For Stephanie Sears, the president of the co-op’s interim board, this project is a homecoming. The donated land on which the co-op is slated to be built once belonged to her grandparents. Her family sold the land years ago to another owner, who eventually donated it to ANCA, and she thought that she would never return to the woods in which she grew up. Alone, she did not have the financial resources to buy back the land. As a member of the co-op, though, she has a way to uphold her family’s tradition.

“It’s really meaningful to me that, not only will we get a chance to live on a property where my daughter will be something like the fourth or fifth generation to live on that property, but also, other people are going to be served as well,” she said.

Sears, a massage therapist, currently lives in Saranac Lake with her husband, who is a contractor, and their 2-year-old daughter, Tove. As newlyweds, the couple rented a cabin in Bloomingdale.
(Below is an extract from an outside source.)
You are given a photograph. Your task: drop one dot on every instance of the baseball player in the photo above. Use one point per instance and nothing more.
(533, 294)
They planned to purchase the cabin from their landlords, but the deal fell through at the last minute, leaving them adrift in the tight Tri-Lakes housing market.

“Fortunately, we did have some place to go,” Sears said. “We had a gutted apartment (in Saranac Lake), so we’ve been living in an under-construction apartment since our baby was three months old, trying to find better housing.”

The fledgling co-op project made its way to Sears via word-of-mouth. Once she put together that it was set to be built on her family’s former land, she decided to get involved. Sears said that she hopes the co-op, if successful, can model to the North Country an alternative to buying, renting and selling property.

“The housing market is terrifying right now,” she said. “If we do a good job, this might be able to be used as something that can be replicated, as a way for other people who want to incorporate this into their estate planning or whatever, where they want to give back to different communities that they’re a part of. What a beautiful, incredible gift to give a community: securing its existence into the future.”